By coding in Python I would like to generate a table which should look like this:
name of the sequence
total number of missing coordinates (which is the number of X)
the range of these missing coordinates (which is the range of the position of those X)
4)the length of the sequence
5)the actual sequence
So the final results should looks like this:
>102L:A 2 163-164 164 MNIFEMLRIDEGLRLKIYKDTEGYYTIGIGHLLTKSPSLNAAAKSELDKAIGRNTNGVITKDEAEKLFNQDVDAAVRGILRNAKLKPVYDSLDAVRRAALINMVFQMGETGVAGFTNSLRMLQQKRWDEAAVNLAKSRWYNQTPNRAKRVITTFRTGTWDAYKNL
And my code looks like this so far:
total_seq = []
with open('sample.txt') as lines:
for l in lines:
split_list = l.split()
# Assign the list number
header = split_list[0] # 1
seq = split_list[1] # 5
disorder = split_list[2]
# count sequence length and total residue of missing coordinates
sequence_length = len(seq) # 4
for x in disorder:
counts = 0
if x == 'X':
counts = counts + 1
total_seq.append([header, seq, str(counts)]) # obviously I haven't finish coding 2 & 3
with open('new_sample.txt', 'a') as f:
for lol in total_seq:
f.write('\n'.join(lol))
I'm new in python, would anyone help please?
Here's your modified code.
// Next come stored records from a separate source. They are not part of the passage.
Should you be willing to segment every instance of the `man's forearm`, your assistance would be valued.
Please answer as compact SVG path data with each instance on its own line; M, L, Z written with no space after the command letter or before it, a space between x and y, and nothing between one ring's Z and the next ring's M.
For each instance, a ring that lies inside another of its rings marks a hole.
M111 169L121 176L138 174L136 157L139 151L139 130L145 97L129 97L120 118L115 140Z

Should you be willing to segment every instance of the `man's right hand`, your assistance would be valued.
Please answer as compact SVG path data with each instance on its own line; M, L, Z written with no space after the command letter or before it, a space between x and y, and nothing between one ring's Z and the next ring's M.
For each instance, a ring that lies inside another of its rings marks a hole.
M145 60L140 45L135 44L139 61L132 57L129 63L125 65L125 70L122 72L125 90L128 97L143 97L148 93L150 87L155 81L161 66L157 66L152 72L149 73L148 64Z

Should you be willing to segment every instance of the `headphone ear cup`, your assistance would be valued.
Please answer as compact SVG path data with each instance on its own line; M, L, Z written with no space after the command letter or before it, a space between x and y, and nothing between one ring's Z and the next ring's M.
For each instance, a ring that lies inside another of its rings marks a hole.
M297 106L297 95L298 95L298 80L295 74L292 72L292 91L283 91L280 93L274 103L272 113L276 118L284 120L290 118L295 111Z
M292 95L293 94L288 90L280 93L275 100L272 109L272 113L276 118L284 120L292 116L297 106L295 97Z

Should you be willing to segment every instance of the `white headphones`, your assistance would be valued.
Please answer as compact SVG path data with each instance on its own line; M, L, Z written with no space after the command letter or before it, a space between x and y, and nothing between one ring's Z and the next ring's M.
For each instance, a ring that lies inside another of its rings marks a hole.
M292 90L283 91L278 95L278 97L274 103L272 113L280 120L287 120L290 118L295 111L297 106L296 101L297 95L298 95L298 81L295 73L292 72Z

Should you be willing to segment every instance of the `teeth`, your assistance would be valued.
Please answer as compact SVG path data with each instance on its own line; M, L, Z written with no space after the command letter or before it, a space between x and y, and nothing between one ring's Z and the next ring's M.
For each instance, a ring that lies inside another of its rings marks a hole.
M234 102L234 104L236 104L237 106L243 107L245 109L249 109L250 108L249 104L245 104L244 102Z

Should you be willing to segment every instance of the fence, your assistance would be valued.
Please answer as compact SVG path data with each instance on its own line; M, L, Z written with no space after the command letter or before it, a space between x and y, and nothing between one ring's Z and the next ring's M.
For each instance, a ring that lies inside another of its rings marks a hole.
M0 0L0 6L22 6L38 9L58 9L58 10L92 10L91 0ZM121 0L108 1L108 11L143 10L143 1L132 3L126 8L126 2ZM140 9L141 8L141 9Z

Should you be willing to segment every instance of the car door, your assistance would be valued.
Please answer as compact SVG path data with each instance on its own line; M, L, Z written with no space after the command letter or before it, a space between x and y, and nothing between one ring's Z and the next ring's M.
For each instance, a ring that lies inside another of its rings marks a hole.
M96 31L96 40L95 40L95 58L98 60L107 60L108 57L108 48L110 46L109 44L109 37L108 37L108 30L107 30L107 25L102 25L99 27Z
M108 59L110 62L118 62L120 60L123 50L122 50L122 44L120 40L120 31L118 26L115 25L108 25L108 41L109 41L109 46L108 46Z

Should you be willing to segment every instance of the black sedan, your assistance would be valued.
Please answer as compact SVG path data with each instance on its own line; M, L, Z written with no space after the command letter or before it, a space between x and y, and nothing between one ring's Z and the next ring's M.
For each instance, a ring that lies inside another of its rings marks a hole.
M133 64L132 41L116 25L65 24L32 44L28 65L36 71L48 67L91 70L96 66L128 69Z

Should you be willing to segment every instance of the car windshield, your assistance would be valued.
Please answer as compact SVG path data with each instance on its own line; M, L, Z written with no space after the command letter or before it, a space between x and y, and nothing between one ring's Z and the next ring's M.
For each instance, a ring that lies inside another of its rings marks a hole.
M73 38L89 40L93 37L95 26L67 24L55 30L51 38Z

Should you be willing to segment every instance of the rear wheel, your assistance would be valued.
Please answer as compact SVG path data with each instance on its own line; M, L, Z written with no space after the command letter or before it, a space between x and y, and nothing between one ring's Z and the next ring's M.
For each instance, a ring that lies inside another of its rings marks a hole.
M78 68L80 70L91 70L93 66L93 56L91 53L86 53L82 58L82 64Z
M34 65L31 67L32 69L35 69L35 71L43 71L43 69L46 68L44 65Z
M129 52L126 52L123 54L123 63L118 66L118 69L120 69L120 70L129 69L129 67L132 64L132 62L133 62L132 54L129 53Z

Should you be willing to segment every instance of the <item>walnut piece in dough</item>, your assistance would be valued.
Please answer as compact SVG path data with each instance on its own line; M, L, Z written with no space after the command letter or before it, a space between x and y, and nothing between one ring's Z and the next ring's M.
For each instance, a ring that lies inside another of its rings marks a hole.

It now produces your desired output.
with open("sample.txt") as infile:
matrix = [line.split() for line in infile.readlines()]
header_list = [row[0] for row in matrix]
seq_list = [str(row[1]) for row in matrix]
disorder_list = [str(row[2]) for row in matrix]
f = open('new_sample.txt', 'a')
for i in range(len(header_list)):
header = header_list[i]
seq = seq_list[i]
disorder = disorder_list[i]
# count sequence length and total residue of missing coordinates
sequence_length = len(seq)
# get total number of missing coordinates
num_missing = disorder.count('X')
# get the range of these missing coordinates
first_X_pos = disorder.find('X')
last_X_pos = disorder.rfind('X')
range_missing = '-'.join([str(first_X_pos), str(last_X_pos)])
reformat_seq=" ".join([header, str(num_missing), range_missing, str(sequence_length), seq, '\n'])
f.write(reformat_seq)
f.close()
Some more tips:
Don't forget about python's string functions. They will solve a lot of your problems automatically. The documentation is very good.
If you searched for how to do just part 2 or just part 3 in your question, you would find the results elsewhere.